Part of learning endurance is learning to pace yourself. In other words, you learn not to start on all cylinders. Even if you start off fastest, if you waste all your fuel in the first part of a race, you'll slow down quickly, allowing someone else to easily overtake you. The proverb "slow and steady wins the race" is true in many circumstances. However, in swimming marathons, triathlons, fast and steady is certainly preferable.

Perhaps the best mentality is trust in delayed gratification. Although everyone is different, many athletes perform best when they hold back a burst of energy until the end of a competition during the homestretch.

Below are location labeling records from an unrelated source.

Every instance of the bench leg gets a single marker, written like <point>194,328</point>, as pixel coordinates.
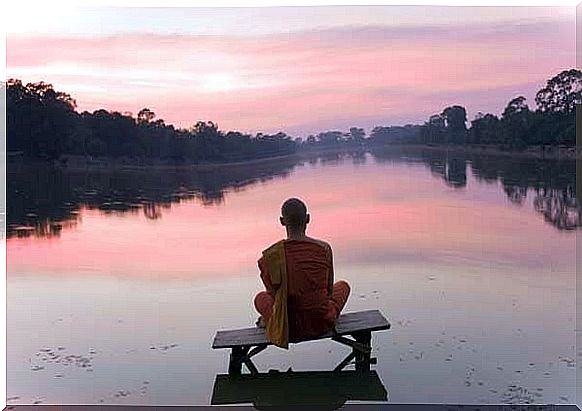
<point>363,360</point>
<point>237,357</point>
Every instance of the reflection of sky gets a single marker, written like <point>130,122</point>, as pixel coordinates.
<point>389,214</point>
<point>296,69</point>
<point>467,279</point>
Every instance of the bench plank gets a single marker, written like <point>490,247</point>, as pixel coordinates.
<point>349,323</point>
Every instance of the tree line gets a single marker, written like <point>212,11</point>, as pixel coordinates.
<point>43,123</point>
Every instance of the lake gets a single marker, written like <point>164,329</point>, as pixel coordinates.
<point>117,280</point>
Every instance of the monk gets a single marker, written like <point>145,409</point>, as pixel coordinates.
<point>301,300</point>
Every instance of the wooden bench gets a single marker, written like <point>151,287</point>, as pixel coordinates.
<point>248,342</point>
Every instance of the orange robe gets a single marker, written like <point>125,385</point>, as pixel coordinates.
<point>310,310</point>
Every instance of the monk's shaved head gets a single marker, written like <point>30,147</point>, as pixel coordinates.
<point>294,213</point>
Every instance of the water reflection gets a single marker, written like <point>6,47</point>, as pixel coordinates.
<point>42,201</point>
<point>551,182</point>
<point>324,389</point>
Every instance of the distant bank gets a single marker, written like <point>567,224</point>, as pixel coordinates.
<point>76,162</point>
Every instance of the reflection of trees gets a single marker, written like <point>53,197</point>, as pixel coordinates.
<point>559,207</point>
<point>451,167</point>
<point>515,194</point>
<point>553,182</point>
<point>456,174</point>
<point>41,200</point>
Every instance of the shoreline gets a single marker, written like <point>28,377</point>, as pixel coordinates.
<point>536,152</point>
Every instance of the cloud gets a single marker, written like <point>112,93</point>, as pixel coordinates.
<point>303,80</point>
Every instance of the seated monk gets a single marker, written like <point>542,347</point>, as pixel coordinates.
<point>301,300</point>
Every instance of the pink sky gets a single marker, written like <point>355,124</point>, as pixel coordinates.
<point>305,79</point>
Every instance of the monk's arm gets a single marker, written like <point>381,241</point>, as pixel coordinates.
<point>330,279</point>
<point>265,278</point>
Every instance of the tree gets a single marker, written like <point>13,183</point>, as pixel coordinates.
<point>562,93</point>
<point>145,116</point>
<point>514,107</point>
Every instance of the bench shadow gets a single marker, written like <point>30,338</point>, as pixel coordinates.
<point>324,389</point>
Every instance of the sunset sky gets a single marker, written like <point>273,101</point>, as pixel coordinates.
<point>301,70</point>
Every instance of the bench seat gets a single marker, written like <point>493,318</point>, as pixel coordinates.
<point>359,325</point>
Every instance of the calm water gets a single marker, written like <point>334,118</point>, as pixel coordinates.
<point>118,280</point>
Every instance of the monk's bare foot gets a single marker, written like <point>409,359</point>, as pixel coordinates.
<point>260,322</point>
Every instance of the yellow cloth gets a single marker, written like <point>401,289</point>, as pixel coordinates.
<point>278,324</point>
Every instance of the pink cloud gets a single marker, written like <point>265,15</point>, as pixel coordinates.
<point>300,81</point>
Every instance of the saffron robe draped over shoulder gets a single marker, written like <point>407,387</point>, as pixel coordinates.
<point>278,324</point>
<point>297,273</point>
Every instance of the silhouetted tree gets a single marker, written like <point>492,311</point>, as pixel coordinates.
<point>561,93</point>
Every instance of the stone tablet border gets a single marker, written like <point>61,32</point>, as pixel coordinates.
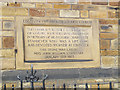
<point>33,21</point>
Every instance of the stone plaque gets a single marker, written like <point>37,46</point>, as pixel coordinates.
<point>57,43</point>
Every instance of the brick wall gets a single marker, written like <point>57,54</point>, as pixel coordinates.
<point>104,12</point>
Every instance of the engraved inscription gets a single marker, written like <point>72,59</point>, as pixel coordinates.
<point>57,43</point>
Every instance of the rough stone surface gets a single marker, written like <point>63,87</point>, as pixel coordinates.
<point>14,11</point>
<point>0,24</point>
<point>107,21</point>
<point>69,13</point>
<point>7,25</point>
<point>114,44</point>
<point>105,44</point>
<point>100,2</point>
<point>85,7</point>
<point>108,61</point>
<point>71,1</point>
<point>84,2</point>
<point>102,86</point>
<point>30,5</point>
<point>113,14</point>
<point>114,2</point>
<point>14,4</point>
<point>43,5</point>
<point>7,18</point>
<point>0,42</point>
<point>62,6</point>
<point>37,12</point>
<point>55,1</point>
<point>8,42</point>
<point>108,35</point>
<point>89,74</point>
<point>98,14</point>
<point>7,33</point>
<point>109,52</point>
<point>7,53</point>
<point>52,13</point>
<point>109,28</point>
<point>84,14</point>
<point>9,65</point>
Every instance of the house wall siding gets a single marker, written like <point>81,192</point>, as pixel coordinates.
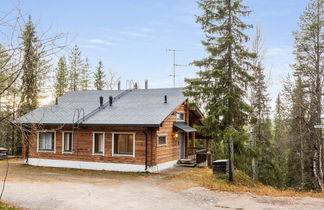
<point>82,145</point>
<point>83,137</point>
<point>171,151</point>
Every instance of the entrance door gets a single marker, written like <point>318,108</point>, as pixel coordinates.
<point>182,145</point>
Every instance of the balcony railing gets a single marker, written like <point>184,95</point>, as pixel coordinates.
<point>200,155</point>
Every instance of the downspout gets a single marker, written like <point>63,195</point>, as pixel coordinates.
<point>146,140</point>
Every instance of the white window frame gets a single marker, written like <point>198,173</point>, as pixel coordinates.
<point>93,143</point>
<point>63,136</point>
<point>113,141</point>
<point>157,140</point>
<point>184,117</point>
<point>46,131</point>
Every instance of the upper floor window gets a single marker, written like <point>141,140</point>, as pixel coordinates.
<point>124,144</point>
<point>98,143</point>
<point>46,141</point>
<point>67,142</point>
<point>161,140</point>
<point>180,116</point>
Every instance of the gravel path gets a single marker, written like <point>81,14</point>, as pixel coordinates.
<point>42,188</point>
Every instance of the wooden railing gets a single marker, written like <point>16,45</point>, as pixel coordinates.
<point>200,155</point>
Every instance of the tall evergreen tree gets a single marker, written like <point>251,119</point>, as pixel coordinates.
<point>85,75</point>
<point>99,77</point>
<point>61,77</point>
<point>297,175</point>
<point>309,66</point>
<point>30,65</point>
<point>261,124</point>
<point>76,65</point>
<point>221,83</point>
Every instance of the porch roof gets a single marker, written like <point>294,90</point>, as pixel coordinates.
<point>184,127</point>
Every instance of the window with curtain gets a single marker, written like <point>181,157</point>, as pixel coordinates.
<point>180,116</point>
<point>161,140</point>
<point>98,143</point>
<point>123,144</point>
<point>46,141</point>
<point>68,141</point>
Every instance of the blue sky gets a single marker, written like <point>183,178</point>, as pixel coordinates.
<point>131,36</point>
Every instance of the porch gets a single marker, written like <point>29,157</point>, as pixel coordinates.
<point>190,154</point>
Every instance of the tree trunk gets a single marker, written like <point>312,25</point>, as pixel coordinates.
<point>231,159</point>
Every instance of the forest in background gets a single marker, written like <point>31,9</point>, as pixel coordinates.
<point>285,151</point>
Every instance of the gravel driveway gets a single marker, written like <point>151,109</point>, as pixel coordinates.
<point>49,188</point>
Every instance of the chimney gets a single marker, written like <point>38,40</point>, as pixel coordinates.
<point>101,101</point>
<point>118,85</point>
<point>146,84</point>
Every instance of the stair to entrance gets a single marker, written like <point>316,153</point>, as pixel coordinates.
<point>187,162</point>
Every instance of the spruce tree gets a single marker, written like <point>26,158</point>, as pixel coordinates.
<point>309,66</point>
<point>260,122</point>
<point>61,77</point>
<point>297,175</point>
<point>85,75</point>
<point>76,65</point>
<point>30,65</point>
<point>221,84</point>
<point>99,77</point>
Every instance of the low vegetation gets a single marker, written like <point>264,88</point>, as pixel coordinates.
<point>243,183</point>
<point>5,206</point>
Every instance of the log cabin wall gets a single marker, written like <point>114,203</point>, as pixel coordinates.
<point>83,145</point>
<point>171,150</point>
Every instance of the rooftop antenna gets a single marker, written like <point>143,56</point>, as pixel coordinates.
<point>174,64</point>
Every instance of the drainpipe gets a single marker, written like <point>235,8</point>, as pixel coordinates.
<point>146,146</point>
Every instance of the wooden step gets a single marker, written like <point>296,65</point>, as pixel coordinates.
<point>187,164</point>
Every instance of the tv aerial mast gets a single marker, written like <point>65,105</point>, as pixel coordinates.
<point>174,64</point>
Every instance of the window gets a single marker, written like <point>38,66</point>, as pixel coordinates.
<point>123,143</point>
<point>161,140</point>
<point>98,143</point>
<point>67,143</point>
<point>46,141</point>
<point>180,116</point>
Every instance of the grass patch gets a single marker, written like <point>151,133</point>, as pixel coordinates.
<point>5,206</point>
<point>243,183</point>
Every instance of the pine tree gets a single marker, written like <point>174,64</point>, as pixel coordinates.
<point>30,65</point>
<point>261,124</point>
<point>61,77</point>
<point>76,65</point>
<point>222,83</point>
<point>309,66</point>
<point>298,131</point>
<point>278,122</point>
<point>85,75</point>
<point>99,77</point>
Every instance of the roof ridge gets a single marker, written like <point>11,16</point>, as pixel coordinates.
<point>98,109</point>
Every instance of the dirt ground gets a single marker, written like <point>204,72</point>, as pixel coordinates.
<point>52,188</point>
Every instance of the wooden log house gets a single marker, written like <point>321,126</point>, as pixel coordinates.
<point>120,130</point>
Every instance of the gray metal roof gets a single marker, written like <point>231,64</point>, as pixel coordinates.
<point>135,107</point>
<point>184,127</point>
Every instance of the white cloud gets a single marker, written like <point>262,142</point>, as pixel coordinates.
<point>134,34</point>
<point>99,41</point>
<point>275,51</point>
<point>144,29</point>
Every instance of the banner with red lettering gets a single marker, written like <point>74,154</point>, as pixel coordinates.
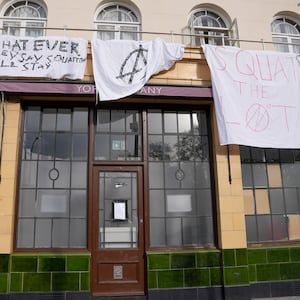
<point>122,67</point>
<point>256,95</point>
<point>43,57</point>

Competitive swimmers call this negative split swimming. This simply refers to when a swimmer finishes the second half of a race faster than the first half. But it's not as easy as some of the Olympic gold medalists make it look. It takes restraint to hold back upon your first dive in. That's understandable, because many swimmers like to take advantage of the initial dive to help propel them as much as possible and start off strong.

However, for many, the hardest part of negative splitting is getting faster on the second half of the race. It may feel as if you're putting in more effort than the first half, but your stroke tempo may not have changed at all.

These are reasons why negative split training is so grueling. However, many coaches believe the payoff is enormous. Even if you don't end up using this technique in competition, the training can help swimmers with their overall endurance.


Purpose of Negative Split Swimming

Negative split swimming strikes some as counterintuitive. It doesn't feel right to hold back effort at any point in a competition, least of all at the outset. Indeed, negative split swimming won't lead to faster times until after significant training. However, many coaches maintain that once a swimmer finally does master negative splitting, it'll result in greater control throughout.

First, it's important to understand why swimmers can't keep up their full force throughout an entire race. Your best speeds recruit anaerobic metabolism efforts, which use carbohydrates and not oxygen, causing your body to produce excessive amounts of lactic acid. Coach Gale Bernhardt explains that this lactic acid builds up in tissues and soon prevents enzymes from doing their job of breaking down carbohydrates effectively. Other problems include the damage to cell membranes and a buildup of electrolytes inside cells, which leads to cell swelling.


Negative Split Swim Training

Because it's so counterintuitive, negative splitting is a difficult technique to master.

The first thing is to keep a close watch on a clock during training. Coach Emmett Hines(http://www.usms.org/people/01YZN) emphasizes that until you're trained thoroughly in negative splitting, you can't trust your internal sense of time. Although it might seem inconvenient to consistently check a pace clock, Hines suggests several options. If swimming near a clock isn't possible, you should use a watch. Or, if you can't see the clock from where you are, you should get prescription goggles.